Para cerrar esa brecha que se extiende tan lejos como los cielos están de la tierra, Dios hizo un camino. Imprimió Su imagen — Su semejanza, Su perfil, Su representación — en Su Hijo. Como no podíamos comprender la inmensa santidad del Padre, el Hijo levantó el velo que cubría los reinos y entró en nuestro humilde mundo.
En el primer capítulo de su Evangelio, el apóstol Juan nos dice: “A Dios nadie le vio jamás” (Juan 1:18). Pero Juan, junto con Pedro y Santiago, contempló algo que ningún otro había visto jamás: Vio a Cristo transfigurado en la cima de una montaña. Vio a Cristo en Su gloria y comprendió que Dios superaba esa visión y trascendía su comprensión humana.
Jesús se convirtió en la imagen del Dios invisible, y por medio de Él podemos contemplar la gloria de Dios.
La imagen de Dios
Un rayo de luz solar puede viajar por el espacio cientos, miles, millones de millas y no iluminar nada. Una partícula de roca que atraviese la atmósfera entre la Tierra y el Sol podría ser iluminada por los rayos solares, pero la inmensa extensión del espacio se encuentra en la más absoluta oscuridad.
La luz permanece invisible a menos que tenga un objeto sobre el cual brillar.
Sin embargo, cuando la luz del Sol, a 94 millones de millas de distancia, llega por fin a la Tierra, cuando posa y se refleja en las superficies que nos rodean, miramos a nuestro alrededor, y la vemos. Vemos brillantes amaneceres dorados y rosados. Vemos majestuosos atardeceres de rosa y violeta.
Contemplamos todo lo que el sol ilumina entre el brillo del amanecer y la belleza del atardecer. La luz filtrándose a través de las hojas de un árbol, brillando tan intensamente que el verde es casi transparente. La luz que se refleja en las gotas de agua de la atmósfera, formando un arco iris que dibuja el cielo. La luz bailando sobre la superficie de un lago, deslizándose sobre las ondulaciones del agua.
La luz del sol se refleja en cien, mil, un millón de cosas, y somos bendecidos con luz, color y belleza. Sentimos el calor, el viento y la lluvia, y nada de esto es posible sin la luz del sol que brilla sobre las imágenes y las atraviesa, calentándolas y dándoles vida.

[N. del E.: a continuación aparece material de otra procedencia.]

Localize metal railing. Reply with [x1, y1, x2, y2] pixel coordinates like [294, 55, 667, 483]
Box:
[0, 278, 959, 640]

La luz radiante y gloriosa de Dios necesitaba un objeto que la iluminara para que no nos cegara mirar directamente al sol. Jesús, la imagen del Dios invisible, se hizo carne, sangre y hueso para que pudiéramos ver cómo es un Dios encarnado.
¿Y cuál es la imagen que nos muestran las Escrituras, registradas por quienes caminaron con Él, le conocieron y fueron amados por Él? Una imagen de compasión y consuelo. De sacrificio y dolor. De paz y oración. De sanidad y dolor. De amistad y perdón. De amor y luz.
Todo lo que Jesús hizo, todo lo que Él fue, sirve como la imagen del Padre. Extendiéndose para curar, bendecir y perdonar. Para mostrar compasión, decir la verdad y sacrificar Su vida. Esta es la imagen del Dios invisible.
La Luz del mundo brilló en las tinieblas. La Imagen dio vida a la luz. Disfrutamos del calor, nos deleitamos con el color y la belleza que contemplamos y, en lugar de cegarnos, por fin empezamos a ver.